In England, Lincoln was as harshly treated as at home. Punch printed grotesque caricatures of the "boor" by its greatest draughtsmen, John Leech and Sir John Tenniel, later famed for his Alice's Adventures in Wonderland illustrations. The magazine Fun carried a series of bitter drawings by Matthew Somerville Morgan, whose work has only recently been discovered by Lincoln authorities, purporting to show "Honest Abe" a thief, demagog and charlatan. But it was in the South the most galling pictures were drawn. One Adalbert J. Volck of Baltimore struck upon the novel idea of showing ''Honest Abe" as an evil Negro. In a delicate line drawing Volck depicted Lincoln as a Negroid puppet-master capering on a stage, surrounded by his puppets who are seen to be Cabinet Members Chase, Cameron and Welles and Generals Fremont, Scott and McLellan.

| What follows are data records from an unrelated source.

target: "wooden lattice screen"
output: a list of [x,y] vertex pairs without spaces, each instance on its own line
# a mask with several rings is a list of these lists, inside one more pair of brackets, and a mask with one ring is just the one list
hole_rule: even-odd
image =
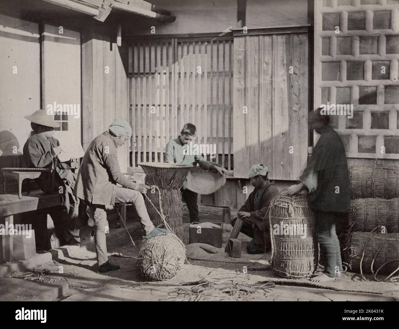
[[[135,39],[129,46],[130,165],[164,160],[185,123],[232,169],[232,36]],[[208,160],[209,158],[208,156]]]

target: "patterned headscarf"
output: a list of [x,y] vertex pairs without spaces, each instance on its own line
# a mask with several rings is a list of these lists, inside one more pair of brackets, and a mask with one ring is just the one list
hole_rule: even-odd
[[117,118],[109,126],[109,131],[115,136],[132,137],[132,127],[126,120]]
[[248,176],[249,177],[254,177],[258,175],[266,176],[268,171],[267,167],[263,164],[254,165],[248,171]]

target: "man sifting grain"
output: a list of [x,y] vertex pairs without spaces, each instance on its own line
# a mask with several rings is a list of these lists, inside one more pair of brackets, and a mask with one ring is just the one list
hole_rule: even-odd
[[[117,118],[108,131],[97,136],[85,153],[77,174],[73,193],[89,206],[90,217],[95,225],[94,239],[100,272],[118,269],[119,265],[108,261],[106,226],[106,210],[115,202],[132,203],[147,237],[170,233],[154,227],[148,216],[142,193],[150,187],[135,184],[120,172],[117,148],[132,137],[132,128],[125,120]],[[122,187],[117,186],[118,183]]]
[[[247,246],[249,253],[263,253],[271,249],[270,228],[266,214],[270,201],[279,193],[274,181],[269,179],[267,167],[263,164],[253,165],[248,172],[251,183],[255,188],[237,213],[243,220],[241,232],[253,238]],[[231,220],[234,226],[237,216]]]
[[[221,175],[226,173],[224,168],[219,167],[207,161],[199,155],[188,154],[185,152],[187,147],[195,136],[197,128],[192,124],[186,124],[183,127],[180,136],[170,141],[166,145],[165,152],[165,162],[169,164],[179,165],[194,165],[198,164],[200,167],[205,170],[216,170]],[[197,193],[186,188],[184,186],[180,189],[182,197],[187,205],[190,215],[190,222],[198,221],[198,206],[197,204]]]
[[345,150],[341,138],[330,125],[330,117],[321,108],[309,117],[310,129],[321,136],[307,167],[299,177],[301,182],[288,190],[292,195],[308,192],[309,206],[316,217],[316,231],[324,256],[324,273],[310,279],[314,282],[335,280],[340,275],[342,262],[336,231],[337,219],[349,208],[349,176]]

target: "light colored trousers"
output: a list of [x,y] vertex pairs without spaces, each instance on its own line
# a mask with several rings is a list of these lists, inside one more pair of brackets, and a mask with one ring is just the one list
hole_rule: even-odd
[[[117,187],[115,202],[120,203],[132,203],[136,207],[140,222],[146,234],[154,229],[155,227],[147,212],[144,203],[144,198],[138,191]],[[98,205],[96,205],[97,206],[89,205],[88,214],[94,221],[95,225],[94,242],[96,245],[97,261],[100,266],[108,261],[105,237],[105,231],[107,227],[108,226],[108,222],[107,220],[105,206],[98,207]]]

When, as President-elect in 1861, Lincoln journeyed to Washington, receiving great acclaim in the northern cities, he was warned to forego a visit to Democratic Baltimore. Friends commissioned Allan Pinkerton, spy (later founder of the Pinkerton Detective Agency), to investigate. His report influenced Lincoln to make no public appearance, to entrain quietly for Washington. Southern papers quickly screamed that he was a coward. In Baltimore, the slighted city, citizens incensed at his failure to appear, wrecked vengeance on a Massachusetts regiment on its way through their city. Harper's Weekly printed a full-page series of cartoons showing a grotesquely night-capped and bewhiskered Lincoln sitting up in bed while a lackey shouts: "The Blood tubs are after yer!" Lincoln replies, "Run--no--nev-a-r-r let 'em shoo-o-t." Finally, attired in his Scotch cap and long military cape (misconstrued as a disguise) "Abe" retreats over the back fences. He boards a train which takes him to the White House, where he is presented to President Buchanan by Seward who explains the President-elect's quaking as "a little touch of the ager."

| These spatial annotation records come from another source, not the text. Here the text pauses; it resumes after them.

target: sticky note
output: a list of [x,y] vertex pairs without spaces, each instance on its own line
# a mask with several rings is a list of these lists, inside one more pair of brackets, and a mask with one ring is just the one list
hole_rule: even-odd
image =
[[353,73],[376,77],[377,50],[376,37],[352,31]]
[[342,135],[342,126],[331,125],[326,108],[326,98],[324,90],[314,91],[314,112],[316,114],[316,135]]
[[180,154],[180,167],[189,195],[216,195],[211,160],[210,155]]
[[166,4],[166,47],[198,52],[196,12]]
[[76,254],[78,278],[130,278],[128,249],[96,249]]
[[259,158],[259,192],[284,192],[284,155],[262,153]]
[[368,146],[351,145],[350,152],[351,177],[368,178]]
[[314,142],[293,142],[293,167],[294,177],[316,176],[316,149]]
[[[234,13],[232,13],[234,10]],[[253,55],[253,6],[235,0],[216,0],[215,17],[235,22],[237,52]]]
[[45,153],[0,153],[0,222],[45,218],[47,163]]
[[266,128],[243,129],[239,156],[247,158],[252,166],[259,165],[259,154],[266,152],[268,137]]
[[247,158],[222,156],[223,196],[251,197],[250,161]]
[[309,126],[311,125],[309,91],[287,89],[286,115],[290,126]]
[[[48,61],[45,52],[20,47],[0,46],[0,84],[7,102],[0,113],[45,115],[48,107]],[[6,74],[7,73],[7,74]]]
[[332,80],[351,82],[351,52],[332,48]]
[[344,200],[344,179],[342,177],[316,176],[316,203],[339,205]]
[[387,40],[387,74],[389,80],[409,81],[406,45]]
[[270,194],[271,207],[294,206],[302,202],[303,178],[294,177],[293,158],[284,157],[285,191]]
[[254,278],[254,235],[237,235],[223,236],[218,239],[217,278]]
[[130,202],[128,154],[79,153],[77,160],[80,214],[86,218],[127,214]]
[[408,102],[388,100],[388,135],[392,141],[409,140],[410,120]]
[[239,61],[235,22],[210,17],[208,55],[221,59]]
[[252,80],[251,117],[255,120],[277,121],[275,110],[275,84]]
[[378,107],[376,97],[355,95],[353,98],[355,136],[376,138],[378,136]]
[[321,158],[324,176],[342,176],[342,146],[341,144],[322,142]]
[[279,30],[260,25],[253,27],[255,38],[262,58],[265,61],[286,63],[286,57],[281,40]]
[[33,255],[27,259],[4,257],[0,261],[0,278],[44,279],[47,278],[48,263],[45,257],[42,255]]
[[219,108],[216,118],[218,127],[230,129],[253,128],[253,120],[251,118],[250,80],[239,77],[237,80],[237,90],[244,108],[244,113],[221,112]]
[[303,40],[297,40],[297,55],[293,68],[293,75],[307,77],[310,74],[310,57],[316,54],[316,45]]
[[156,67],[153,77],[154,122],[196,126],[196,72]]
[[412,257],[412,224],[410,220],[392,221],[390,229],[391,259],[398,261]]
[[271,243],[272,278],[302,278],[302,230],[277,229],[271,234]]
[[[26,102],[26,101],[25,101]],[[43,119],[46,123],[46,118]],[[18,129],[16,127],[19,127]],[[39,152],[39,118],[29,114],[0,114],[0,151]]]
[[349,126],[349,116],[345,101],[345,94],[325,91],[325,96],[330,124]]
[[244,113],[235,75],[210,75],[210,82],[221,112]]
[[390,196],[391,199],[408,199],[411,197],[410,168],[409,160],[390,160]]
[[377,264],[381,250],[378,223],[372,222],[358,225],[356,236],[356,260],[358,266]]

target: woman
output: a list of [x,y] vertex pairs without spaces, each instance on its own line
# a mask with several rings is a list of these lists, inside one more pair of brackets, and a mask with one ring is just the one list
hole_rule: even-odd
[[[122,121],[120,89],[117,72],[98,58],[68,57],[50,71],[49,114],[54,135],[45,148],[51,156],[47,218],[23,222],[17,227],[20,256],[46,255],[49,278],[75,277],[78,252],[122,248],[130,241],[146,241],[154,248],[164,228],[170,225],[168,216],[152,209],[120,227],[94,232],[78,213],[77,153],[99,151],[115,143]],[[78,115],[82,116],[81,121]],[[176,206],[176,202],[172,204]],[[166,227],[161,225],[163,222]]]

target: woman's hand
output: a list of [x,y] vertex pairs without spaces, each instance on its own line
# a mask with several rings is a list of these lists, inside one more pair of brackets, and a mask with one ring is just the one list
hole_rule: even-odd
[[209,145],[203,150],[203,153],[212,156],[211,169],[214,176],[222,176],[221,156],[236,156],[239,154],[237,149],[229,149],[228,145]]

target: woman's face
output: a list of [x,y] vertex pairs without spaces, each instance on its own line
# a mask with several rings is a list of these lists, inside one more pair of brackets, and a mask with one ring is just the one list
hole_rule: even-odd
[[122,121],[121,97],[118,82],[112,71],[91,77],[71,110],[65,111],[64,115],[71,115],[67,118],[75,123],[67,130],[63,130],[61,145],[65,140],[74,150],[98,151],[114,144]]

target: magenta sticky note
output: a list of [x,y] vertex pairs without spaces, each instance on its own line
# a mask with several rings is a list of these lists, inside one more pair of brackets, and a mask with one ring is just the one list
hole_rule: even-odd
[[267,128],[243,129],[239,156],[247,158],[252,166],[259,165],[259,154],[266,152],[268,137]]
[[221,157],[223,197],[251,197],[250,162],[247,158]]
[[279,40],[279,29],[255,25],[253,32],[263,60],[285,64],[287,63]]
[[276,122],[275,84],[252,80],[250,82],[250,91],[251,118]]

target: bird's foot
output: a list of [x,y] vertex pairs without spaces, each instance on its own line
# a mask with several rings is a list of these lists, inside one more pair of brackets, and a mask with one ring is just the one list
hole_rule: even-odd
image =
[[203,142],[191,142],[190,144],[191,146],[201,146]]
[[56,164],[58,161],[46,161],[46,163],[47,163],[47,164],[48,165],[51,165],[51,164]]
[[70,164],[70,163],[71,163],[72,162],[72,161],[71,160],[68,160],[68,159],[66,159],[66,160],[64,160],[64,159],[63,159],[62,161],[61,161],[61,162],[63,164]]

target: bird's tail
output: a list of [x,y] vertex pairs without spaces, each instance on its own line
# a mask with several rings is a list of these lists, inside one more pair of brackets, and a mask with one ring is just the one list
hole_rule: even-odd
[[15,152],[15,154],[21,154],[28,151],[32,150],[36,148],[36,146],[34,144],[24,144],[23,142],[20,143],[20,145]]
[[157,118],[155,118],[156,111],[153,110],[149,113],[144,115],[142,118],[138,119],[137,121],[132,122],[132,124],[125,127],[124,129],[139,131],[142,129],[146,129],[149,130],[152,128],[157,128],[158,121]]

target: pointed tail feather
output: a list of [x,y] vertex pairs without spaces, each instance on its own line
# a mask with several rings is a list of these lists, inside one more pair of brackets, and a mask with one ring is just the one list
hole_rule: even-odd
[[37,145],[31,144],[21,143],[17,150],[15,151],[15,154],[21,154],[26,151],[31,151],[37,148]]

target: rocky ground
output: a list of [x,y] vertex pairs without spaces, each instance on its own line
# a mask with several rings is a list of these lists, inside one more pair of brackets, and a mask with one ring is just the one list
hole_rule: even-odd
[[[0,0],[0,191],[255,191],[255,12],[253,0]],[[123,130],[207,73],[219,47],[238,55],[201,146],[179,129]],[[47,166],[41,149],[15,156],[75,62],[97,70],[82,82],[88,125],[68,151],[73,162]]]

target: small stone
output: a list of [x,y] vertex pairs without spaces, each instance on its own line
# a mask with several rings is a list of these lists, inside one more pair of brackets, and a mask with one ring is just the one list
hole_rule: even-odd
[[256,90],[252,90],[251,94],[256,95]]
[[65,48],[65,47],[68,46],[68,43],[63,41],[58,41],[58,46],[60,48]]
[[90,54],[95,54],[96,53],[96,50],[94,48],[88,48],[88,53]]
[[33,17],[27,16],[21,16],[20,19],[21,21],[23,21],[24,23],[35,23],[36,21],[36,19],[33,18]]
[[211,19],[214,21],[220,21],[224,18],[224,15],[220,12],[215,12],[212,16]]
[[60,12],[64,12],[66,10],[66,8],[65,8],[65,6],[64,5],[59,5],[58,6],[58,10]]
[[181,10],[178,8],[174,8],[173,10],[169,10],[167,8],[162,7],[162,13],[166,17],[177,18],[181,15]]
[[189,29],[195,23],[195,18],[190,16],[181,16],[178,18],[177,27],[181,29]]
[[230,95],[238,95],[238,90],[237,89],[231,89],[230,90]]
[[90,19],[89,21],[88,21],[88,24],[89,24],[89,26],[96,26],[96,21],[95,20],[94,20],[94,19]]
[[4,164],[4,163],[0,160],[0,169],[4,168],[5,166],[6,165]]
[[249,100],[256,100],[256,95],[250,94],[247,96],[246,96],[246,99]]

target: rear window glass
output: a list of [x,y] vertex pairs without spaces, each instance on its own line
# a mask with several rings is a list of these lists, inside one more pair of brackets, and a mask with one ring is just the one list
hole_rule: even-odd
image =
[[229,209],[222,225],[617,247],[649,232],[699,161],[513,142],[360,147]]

Until the 1860 campaign Lincoln was beardless. In October of that year a little girl wrote him asking for an autograph and advising him that fashion favored beards.* Lincoln replied that he thought it would be "a piece of silly affectation," but on his inauguration day appeared with clumpy black chin whiskers. A cartoon of that day shows a drug store interior with a sign over the door, bearing the legend: "Agency for the Lincoln Whiskeropherous." On a table is a smirking bust of the hirsute "Abr'm."

The druggist points to some jars and says to a young buck: "Try one of these pots, sir, and in three weeks you'll be as hairy and handsome as he is."

The cartoon history was written by Albert Shaw, editor of the Review of Reviews. Author Shaw is an able historical scholar, collector of cartoons, and has already published A Cartoon History of Roosevelt's Career. His work is in two volumes, His Path to the Presidency, The Year of His Election. Half the drawings reproduced in the first book do not deal with Lincoln but show the rude state of caricatures in the early 19th century. Famed men of the day are shown in typical guises, Editor James Gordon Bennett as a woolly, aggressive cur, President Buchanan as an Irish plug-ugly, President William Henry Harrison with his cider barrel. Many a caricaturist saw Lincoln as the embodiment of evil, a crooked juggler, a murderer (in England), a bad boy with "American manners," an afrite (evil genie). Few drew him as he is done today, compassionate, Christlike. The book amply demonstrates that the draftsmanship of the time, while amusing, was almost ghastly in its ineptitude.

*Abraham Lincoln--A Cartoon History by Albert Shaw--Review of Reviews (2 vol. $8). *Dr. Shaw opines that smooth-shaven men of words tended to grow beards when they felt action (the Civil War) approaching.